What?! That's right. Getting a perfect fit for an artificial leg can be tricky: what feels right in the prosthetist's office may not feel so great later on. That's because the residual limb—which used to be called the stump—can shrink and swell during the day and interfere with how a suction- fitted limb stays attached.

Leg: Dartmouth orthopedic surgeon Michael Mayor, M.D., is all too familiar with that problem. He lost a leg to cancer at age 17 and has been getting around on an artificial one since the 1960s. Pretty soon he'll be helping to test a new kind of artificial leg, one developed with his input by Simbex, a Lebanon, N.H.-based R&D firm.

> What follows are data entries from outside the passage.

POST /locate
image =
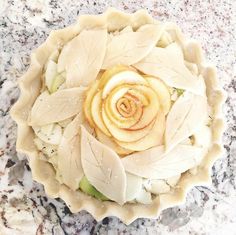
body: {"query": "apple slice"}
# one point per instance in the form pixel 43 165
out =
pixel 150 110
pixel 125 135
pixel 96 108
pixel 154 138
pixel 108 141
pixel 162 91
pixel 111 109
pixel 122 78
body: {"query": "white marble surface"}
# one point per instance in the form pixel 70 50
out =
pixel 24 207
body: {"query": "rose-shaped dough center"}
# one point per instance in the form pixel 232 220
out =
pixel 128 108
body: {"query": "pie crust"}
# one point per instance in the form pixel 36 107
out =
pixel 42 171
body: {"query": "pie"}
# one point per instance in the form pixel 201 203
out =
pixel 119 114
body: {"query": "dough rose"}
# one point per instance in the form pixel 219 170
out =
pixel 128 109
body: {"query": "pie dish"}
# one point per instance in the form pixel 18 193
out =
pixel 119 114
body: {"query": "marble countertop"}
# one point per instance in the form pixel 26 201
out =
pixel 24 207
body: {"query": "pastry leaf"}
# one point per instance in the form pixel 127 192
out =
pixel 103 168
pixel 69 155
pixel 83 56
pixel 187 114
pixel 57 106
pixel 130 47
pixel 155 163
pixel 168 64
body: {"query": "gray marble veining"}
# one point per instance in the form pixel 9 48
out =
pixel 24 207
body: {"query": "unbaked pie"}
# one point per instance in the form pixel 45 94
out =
pixel 119 114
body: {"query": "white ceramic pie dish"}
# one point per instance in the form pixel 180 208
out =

This research participant is trying out the new Simbex limb on a treadmill.

A contraction of "Simply Better Exercise," Simbex is one of several high-tech companies founded by fluids engineer Robert Dean, Sc.D., an adjunct professor of engineering at Dartmouth. Dean has an artificial leg, too. He lost his real one some 60 years ago "in a crawler tractor— it ate my leg up through the knee joint," he says.

Until the early 1990s, Dean's artificial leg—an older model held in place with straps—fit fine. But then he lost 40 pounds while recuperating from what he describes as a "near-fatal heart attack." He replaced his old leg with a modern one equipped with a fiberglass socket that fits on the stump, like a thimble on a finger, and is held in place by suction. But Dean could not get his new leg to fit all day long.

"Tissue dynamics are complex," explains orthopedist Mayor. The socket can knead the residual limb, forcing fluid out. As that happens, the limb shrinks. On the other hand, the weight of the artificial limb can "produce a vacuum inside the socket, causing fluid to collect in the tissues," thus increasing the volume of the residual limb.

Dean noticed even small changes in volume. "I can feel a change of half a percent," he says. A 2% change made his leg wobbly, and at 6% he'd lose it.

"The number-one problem for lower-limb amputees is the fit of the limbs," says biomedical engineer and Simbex president Richard Greenwald, Ph.D. Prosthetists can make the artificial limb fit perfectly—in the office. But as the volume of the residual limb fluctuates, by as much as 10% over the course of a day, the socket loses suction and the artificial limb may become detached. In addition, an improperly fitting socket can irritate the skin and cause infections.

Dean spent nearly a decade attempting to resolve the problem the only way that he knew how—by inventing something better. Now, with Greenwald, he's created what they call the Active Contact System (ACS), which allows the socket to monitor and respond to changes in the residual limb's volume. An incompressible liquid—a nontoxic, water-based material—is pumped into bladders inside the socket. As the limb shrinks, the bladders fill with fluid to compensate, and vice versa.

"This is biofeedback," Greenwald says. "The device responds to whatever the body is doing." There are over a million amputees in the U.S., he adds, and the ACS is suitable for "little old ladies as well as a 20-year-old."

Idea: Clinical trials are under way, and Mayor is testing the system, too. In fact, trying out Dean's inventions is nothing new for the orthopedist. "He and I lurched around on various prototypes," Mayor laughs. One early model was a "whirling, bubbling gadget." Another had bladders filled with wax. But Mayor discovered a problem with that idea when he left the leg in the trunk of his car on a hot day.